このため公債発行残高で見ると、一般会計で前々年度末の約113億円から約173億円に増え、普通会計では約151億円から約184億円へと増加します。こうした区債発行残高の増加分は今後の返済だけでなく支払利子も生み出します。令和2年度の普通会計ではそれまでに発行された区債の支払利子が約9千万円生じることも認識することが必要です。

 

次に、財政調整基金についてです、繰入金額の前年との比較では86億円から31億円に減ってはいます。しかし、財政調整基金の残高を見ると、前々年度に301億円あった財政調整基金の残高は令和元年度に279億円、当該年度すなわち令和2年度には予算原案で275億円というように大きく減る見込みです。

 昨年の第1回定例会での平成31年度予算案に対し、私は賛成討論で、区債の増や基金の減などを問題点として指摘をしましたが、その状態が令和2年度の予算案を見ても続いています。
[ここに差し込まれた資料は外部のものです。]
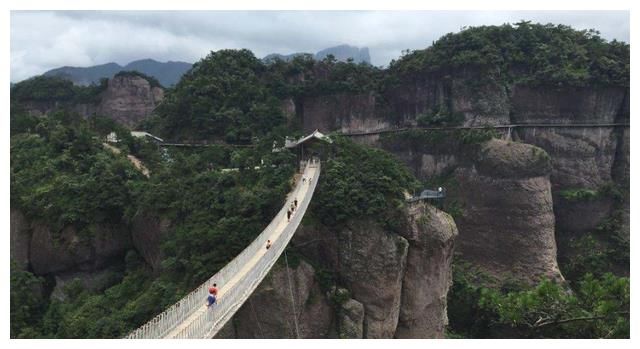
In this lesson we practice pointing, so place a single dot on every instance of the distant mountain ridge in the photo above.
(168, 73)
(341, 53)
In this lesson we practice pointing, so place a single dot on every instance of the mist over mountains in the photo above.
(167, 73)
(340, 52)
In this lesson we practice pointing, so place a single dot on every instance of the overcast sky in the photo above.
(44, 40)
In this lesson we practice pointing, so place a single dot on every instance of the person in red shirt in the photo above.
(213, 295)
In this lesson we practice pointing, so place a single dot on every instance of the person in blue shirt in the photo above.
(211, 299)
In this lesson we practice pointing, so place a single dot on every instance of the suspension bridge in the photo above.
(191, 318)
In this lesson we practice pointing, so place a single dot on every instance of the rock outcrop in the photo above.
(372, 265)
(507, 224)
(128, 99)
(583, 158)
(147, 234)
(351, 319)
(431, 237)
(20, 234)
(272, 312)
(57, 252)
(390, 284)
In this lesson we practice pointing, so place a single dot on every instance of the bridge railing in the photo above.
(204, 325)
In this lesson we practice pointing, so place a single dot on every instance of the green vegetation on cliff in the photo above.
(361, 182)
(597, 307)
(224, 96)
(535, 54)
(54, 90)
(62, 176)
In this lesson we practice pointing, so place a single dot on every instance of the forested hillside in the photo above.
(188, 219)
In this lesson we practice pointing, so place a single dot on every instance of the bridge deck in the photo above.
(282, 223)
(191, 318)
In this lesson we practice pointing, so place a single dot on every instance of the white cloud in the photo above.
(45, 40)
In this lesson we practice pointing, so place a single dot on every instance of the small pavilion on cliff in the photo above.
(310, 146)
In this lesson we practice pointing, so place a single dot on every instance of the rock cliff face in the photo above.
(64, 251)
(20, 239)
(392, 285)
(423, 310)
(581, 158)
(270, 311)
(147, 234)
(507, 224)
(68, 255)
(128, 99)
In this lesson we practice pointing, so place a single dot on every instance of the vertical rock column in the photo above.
(431, 236)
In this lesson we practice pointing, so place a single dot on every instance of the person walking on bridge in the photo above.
(211, 299)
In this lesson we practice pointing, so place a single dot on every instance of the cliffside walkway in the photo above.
(428, 194)
(191, 318)
(508, 126)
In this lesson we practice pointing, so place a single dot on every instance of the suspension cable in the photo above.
(293, 302)
(256, 317)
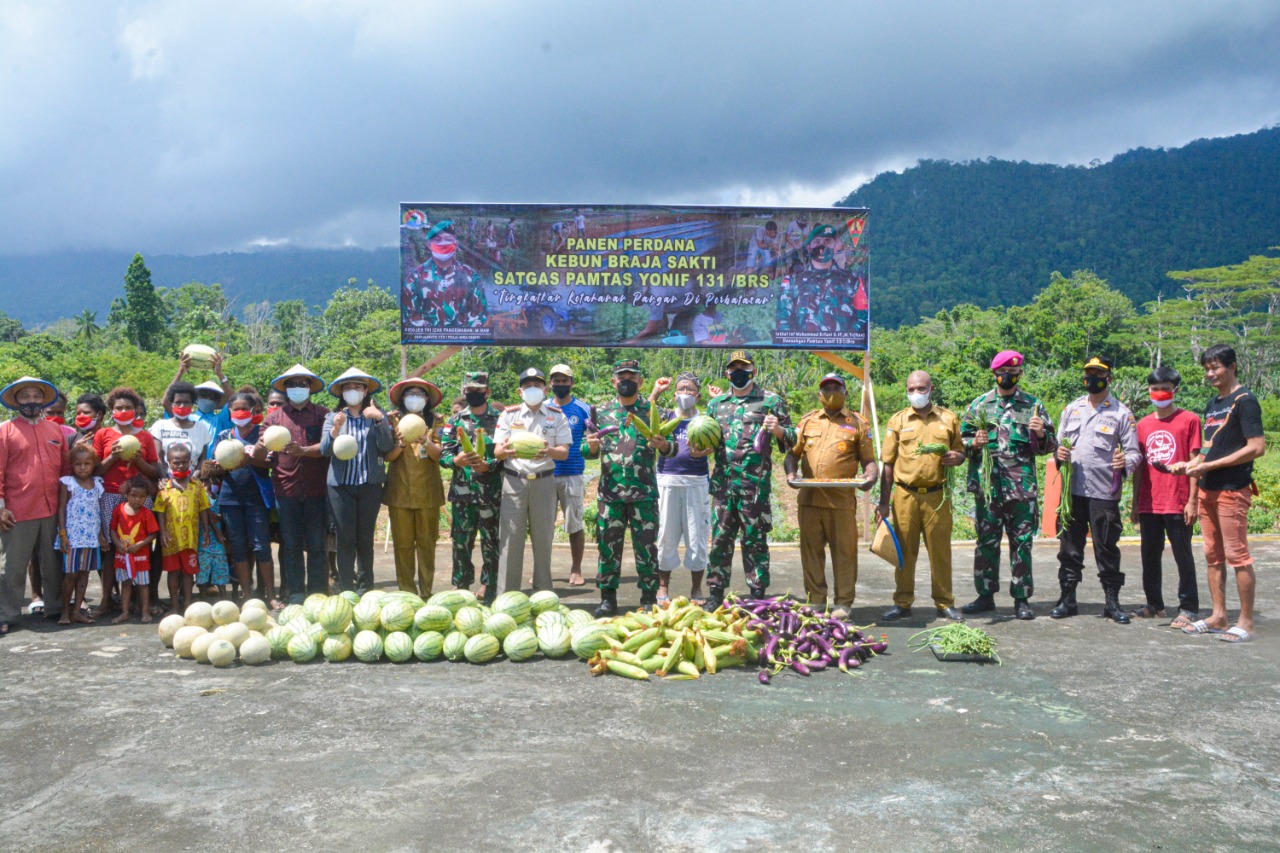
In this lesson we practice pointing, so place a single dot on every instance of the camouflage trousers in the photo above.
(612, 519)
(731, 515)
(1018, 520)
(467, 519)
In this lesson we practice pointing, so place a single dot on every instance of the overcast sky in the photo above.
(199, 127)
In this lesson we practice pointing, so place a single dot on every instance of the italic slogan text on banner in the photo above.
(604, 276)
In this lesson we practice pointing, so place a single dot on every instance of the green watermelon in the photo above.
(398, 647)
(397, 615)
(429, 646)
(302, 648)
(433, 617)
(337, 647)
(312, 605)
(481, 648)
(543, 601)
(703, 433)
(515, 603)
(554, 642)
(499, 625)
(469, 620)
(520, 644)
(336, 615)
(368, 646)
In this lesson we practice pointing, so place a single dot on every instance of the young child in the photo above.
(214, 570)
(182, 511)
(133, 529)
(80, 529)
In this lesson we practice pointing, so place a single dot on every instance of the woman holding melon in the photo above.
(127, 451)
(356, 436)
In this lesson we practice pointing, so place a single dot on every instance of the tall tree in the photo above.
(144, 310)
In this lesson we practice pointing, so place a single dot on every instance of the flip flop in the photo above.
(1235, 635)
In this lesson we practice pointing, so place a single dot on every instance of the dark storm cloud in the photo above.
(184, 127)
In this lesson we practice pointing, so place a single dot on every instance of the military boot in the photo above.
(608, 603)
(1111, 610)
(1065, 605)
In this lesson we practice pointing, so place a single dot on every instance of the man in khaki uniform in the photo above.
(919, 497)
(831, 443)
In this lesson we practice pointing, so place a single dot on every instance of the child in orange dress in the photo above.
(133, 529)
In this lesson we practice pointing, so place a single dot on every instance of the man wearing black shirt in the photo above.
(1233, 439)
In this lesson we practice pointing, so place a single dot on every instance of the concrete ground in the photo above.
(1091, 735)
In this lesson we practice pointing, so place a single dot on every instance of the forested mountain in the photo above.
(990, 232)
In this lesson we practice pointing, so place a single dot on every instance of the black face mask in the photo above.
(1006, 381)
(1095, 384)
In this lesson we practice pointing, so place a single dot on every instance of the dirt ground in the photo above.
(1089, 735)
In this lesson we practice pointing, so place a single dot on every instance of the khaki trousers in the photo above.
(821, 528)
(928, 515)
(414, 537)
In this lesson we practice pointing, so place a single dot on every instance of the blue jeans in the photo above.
(302, 527)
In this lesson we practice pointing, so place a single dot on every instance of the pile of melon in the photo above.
(400, 626)
(222, 633)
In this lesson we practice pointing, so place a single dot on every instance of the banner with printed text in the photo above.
(634, 276)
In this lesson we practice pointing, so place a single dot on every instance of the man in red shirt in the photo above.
(1166, 503)
(298, 474)
(32, 457)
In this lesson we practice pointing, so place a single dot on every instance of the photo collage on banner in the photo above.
(634, 276)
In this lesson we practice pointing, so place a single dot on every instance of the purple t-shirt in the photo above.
(682, 463)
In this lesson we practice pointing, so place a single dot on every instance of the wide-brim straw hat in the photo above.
(355, 374)
(9, 395)
(292, 373)
(433, 395)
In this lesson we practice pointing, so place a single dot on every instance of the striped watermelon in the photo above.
(469, 620)
(398, 647)
(368, 646)
(429, 646)
(520, 644)
(543, 601)
(433, 617)
(337, 647)
(336, 615)
(302, 648)
(499, 625)
(481, 648)
(515, 603)
(455, 646)
(397, 615)
(554, 642)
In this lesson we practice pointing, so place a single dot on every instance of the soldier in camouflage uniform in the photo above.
(743, 478)
(475, 491)
(627, 493)
(1013, 428)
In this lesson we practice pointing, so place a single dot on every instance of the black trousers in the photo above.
(1101, 519)
(1153, 528)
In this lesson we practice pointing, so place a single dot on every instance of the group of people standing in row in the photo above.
(81, 498)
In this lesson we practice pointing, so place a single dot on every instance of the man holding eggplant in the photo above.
(1098, 439)
(627, 436)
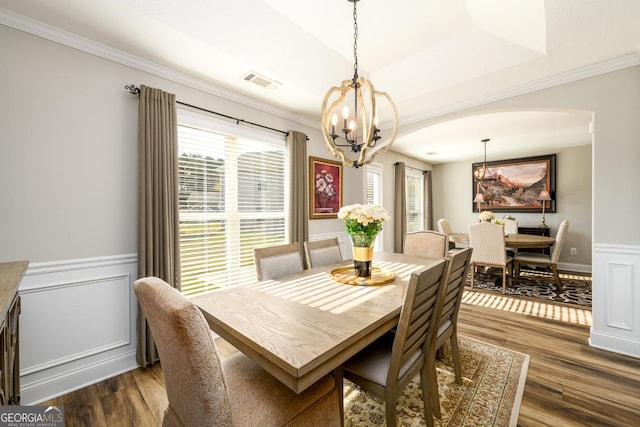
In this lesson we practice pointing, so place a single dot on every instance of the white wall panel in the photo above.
(77, 324)
(616, 299)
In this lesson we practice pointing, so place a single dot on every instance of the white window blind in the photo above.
(232, 199)
(415, 200)
(374, 195)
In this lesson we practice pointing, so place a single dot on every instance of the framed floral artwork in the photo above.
(325, 188)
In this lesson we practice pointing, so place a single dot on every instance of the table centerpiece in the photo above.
(363, 223)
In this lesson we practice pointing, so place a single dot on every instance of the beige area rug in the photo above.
(493, 381)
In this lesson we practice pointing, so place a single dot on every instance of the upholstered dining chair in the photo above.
(277, 261)
(426, 243)
(451, 298)
(487, 241)
(510, 225)
(444, 227)
(549, 261)
(385, 367)
(322, 252)
(203, 391)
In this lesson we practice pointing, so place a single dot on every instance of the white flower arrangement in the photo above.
(363, 219)
(487, 216)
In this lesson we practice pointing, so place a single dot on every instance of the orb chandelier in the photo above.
(359, 133)
(480, 175)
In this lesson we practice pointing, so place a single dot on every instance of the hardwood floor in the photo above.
(569, 383)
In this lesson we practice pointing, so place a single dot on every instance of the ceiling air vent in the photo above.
(261, 80)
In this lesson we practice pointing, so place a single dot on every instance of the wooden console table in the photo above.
(10, 276)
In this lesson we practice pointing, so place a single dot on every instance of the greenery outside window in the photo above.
(232, 200)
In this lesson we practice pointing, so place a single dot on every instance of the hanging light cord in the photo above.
(355, 41)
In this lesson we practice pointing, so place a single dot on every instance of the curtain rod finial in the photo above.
(133, 90)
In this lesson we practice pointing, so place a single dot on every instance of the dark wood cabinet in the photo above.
(10, 276)
(538, 231)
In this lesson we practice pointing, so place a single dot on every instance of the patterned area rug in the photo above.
(493, 381)
(539, 284)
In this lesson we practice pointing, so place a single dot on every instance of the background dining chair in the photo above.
(487, 241)
(277, 261)
(510, 225)
(426, 243)
(203, 391)
(386, 366)
(451, 298)
(322, 252)
(550, 261)
(444, 227)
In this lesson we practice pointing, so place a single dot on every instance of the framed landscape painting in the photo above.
(515, 185)
(325, 188)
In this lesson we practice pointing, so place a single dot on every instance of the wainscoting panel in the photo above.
(616, 299)
(77, 324)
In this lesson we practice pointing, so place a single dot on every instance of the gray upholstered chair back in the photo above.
(510, 225)
(426, 243)
(322, 252)
(444, 226)
(193, 375)
(487, 241)
(277, 261)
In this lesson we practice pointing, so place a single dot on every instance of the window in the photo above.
(373, 185)
(415, 200)
(232, 199)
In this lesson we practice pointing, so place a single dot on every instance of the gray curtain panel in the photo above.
(158, 232)
(399, 208)
(299, 226)
(428, 201)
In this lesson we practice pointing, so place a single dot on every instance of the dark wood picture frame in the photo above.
(519, 185)
(325, 188)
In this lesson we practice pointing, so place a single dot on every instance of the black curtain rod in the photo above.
(136, 91)
(411, 167)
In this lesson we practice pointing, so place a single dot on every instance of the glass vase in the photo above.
(362, 253)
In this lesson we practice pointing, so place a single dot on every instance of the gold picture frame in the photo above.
(325, 188)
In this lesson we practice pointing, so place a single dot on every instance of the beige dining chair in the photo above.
(385, 367)
(451, 298)
(550, 261)
(322, 252)
(203, 391)
(444, 227)
(277, 261)
(426, 243)
(510, 225)
(487, 241)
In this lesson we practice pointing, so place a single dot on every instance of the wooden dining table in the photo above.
(514, 241)
(303, 326)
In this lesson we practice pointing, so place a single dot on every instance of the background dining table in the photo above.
(514, 241)
(304, 326)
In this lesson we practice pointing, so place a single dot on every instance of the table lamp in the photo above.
(544, 198)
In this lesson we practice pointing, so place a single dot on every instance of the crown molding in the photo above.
(40, 29)
(559, 79)
(66, 38)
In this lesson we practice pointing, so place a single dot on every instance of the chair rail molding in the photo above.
(616, 299)
(78, 324)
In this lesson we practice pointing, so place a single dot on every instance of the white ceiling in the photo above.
(431, 56)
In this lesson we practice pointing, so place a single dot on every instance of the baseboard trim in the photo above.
(50, 387)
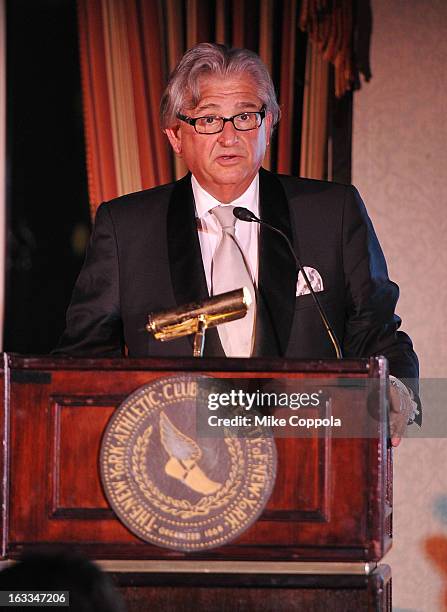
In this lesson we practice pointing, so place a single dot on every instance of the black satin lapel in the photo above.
(277, 276)
(185, 257)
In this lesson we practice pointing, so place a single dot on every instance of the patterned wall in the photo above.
(400, 167)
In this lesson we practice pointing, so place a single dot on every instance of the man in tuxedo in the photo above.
(170, 245)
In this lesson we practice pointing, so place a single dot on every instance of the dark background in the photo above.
(47, 202)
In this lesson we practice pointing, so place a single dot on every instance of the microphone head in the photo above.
(244, 214)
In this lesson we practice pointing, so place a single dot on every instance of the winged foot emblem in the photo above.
(184, 456)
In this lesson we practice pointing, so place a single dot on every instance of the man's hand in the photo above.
(401, 409)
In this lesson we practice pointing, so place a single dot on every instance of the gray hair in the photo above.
(182, 91)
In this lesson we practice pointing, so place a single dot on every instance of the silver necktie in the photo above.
(229, 271)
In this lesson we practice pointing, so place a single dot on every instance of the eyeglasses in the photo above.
(213, 124)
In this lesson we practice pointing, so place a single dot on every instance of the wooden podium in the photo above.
(316, 545)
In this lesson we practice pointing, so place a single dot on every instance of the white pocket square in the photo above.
(315, 280)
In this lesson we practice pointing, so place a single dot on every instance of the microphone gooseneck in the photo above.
(246, 215)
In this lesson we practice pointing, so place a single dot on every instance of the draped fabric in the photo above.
(329, 24)
(129, 47)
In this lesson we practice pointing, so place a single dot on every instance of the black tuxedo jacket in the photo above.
(145, 256)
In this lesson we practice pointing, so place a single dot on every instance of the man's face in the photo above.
(225, 163)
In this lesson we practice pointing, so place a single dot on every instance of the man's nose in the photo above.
(228, 136)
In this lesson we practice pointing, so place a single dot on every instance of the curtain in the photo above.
(129, 47)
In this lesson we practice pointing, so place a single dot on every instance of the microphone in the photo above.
(243, 214)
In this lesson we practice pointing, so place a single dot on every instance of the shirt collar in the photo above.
(205, 202)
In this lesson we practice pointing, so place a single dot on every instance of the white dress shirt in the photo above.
(210, 232)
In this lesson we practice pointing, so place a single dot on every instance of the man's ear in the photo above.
(268, 120)
(174, 136)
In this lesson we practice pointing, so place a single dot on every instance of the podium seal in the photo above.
(172, 488)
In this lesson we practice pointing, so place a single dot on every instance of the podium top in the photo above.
(373, 367)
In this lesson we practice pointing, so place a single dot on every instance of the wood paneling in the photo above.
(329, 500)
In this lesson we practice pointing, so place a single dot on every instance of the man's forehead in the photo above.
(239, 92)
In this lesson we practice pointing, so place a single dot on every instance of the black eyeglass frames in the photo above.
(213, 124)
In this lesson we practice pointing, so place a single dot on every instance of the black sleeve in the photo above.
(372, 327)
(93, 325)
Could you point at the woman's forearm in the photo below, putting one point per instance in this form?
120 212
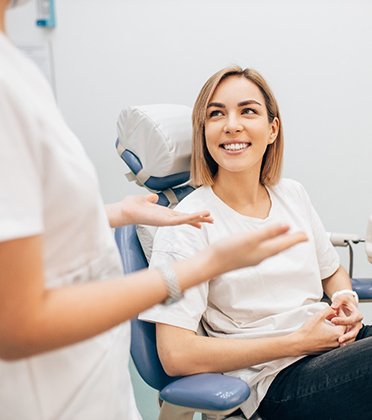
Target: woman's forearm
338 281
184 353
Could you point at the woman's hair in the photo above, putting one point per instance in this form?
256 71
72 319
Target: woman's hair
203 166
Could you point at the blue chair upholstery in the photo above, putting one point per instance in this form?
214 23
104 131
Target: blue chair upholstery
200 392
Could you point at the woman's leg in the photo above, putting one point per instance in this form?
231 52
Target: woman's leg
334 385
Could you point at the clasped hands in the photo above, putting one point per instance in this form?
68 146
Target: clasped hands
346 314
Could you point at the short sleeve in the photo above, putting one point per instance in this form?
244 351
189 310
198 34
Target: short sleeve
328 259
174 243
20 177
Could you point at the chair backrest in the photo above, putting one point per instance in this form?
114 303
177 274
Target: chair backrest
143 337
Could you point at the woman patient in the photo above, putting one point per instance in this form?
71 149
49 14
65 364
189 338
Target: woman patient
302 357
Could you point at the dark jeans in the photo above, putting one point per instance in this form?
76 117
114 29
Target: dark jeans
335 385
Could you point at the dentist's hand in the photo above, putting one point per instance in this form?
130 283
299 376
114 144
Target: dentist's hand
144 210
347 315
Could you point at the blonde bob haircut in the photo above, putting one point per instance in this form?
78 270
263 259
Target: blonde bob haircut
203 166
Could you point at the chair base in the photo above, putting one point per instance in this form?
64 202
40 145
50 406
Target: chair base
177 412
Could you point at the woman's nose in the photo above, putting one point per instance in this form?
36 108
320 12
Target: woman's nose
232 125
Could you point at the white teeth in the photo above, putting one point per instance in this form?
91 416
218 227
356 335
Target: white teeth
235 146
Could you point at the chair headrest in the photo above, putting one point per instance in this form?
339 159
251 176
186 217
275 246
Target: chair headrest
155 143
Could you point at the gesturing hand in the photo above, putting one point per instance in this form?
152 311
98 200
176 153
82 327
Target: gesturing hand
144 210
347 314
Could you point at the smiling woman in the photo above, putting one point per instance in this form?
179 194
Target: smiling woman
264 324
子育て先進区はまず、子どもたちに背負わせる借金である区債の発行残高を減らし、貯金である基金を無計画に使い込むことを避ける。その上で、セーフティーネットを手厚くきめ細やかにしながら、経済的な区全体の安定と成長や、区民の所得や生活水準の底上げ、計画的な公共施設の更新を進めることが必要であり、状況によっては子どもたちの未来に負の影響を残さないよう、区民生活に一定の範囲で影響を与える眼前の事業の見直しを検討することも避けて通るべきではありません。

 なお、ここ数週間にわたり、令和2年度予算の人的契約と物的契約が紐づいているとのうわさを耳にします。公正な方法でなされるべき選考・入札について、区民の目から見て疑われるような事態は避けるべきです。結果の報告のみならず、その過程がつまびらかになること、その上で、区民にとって疑念(ぎねん)が残らないことを切に願っていることを申し上げておきます。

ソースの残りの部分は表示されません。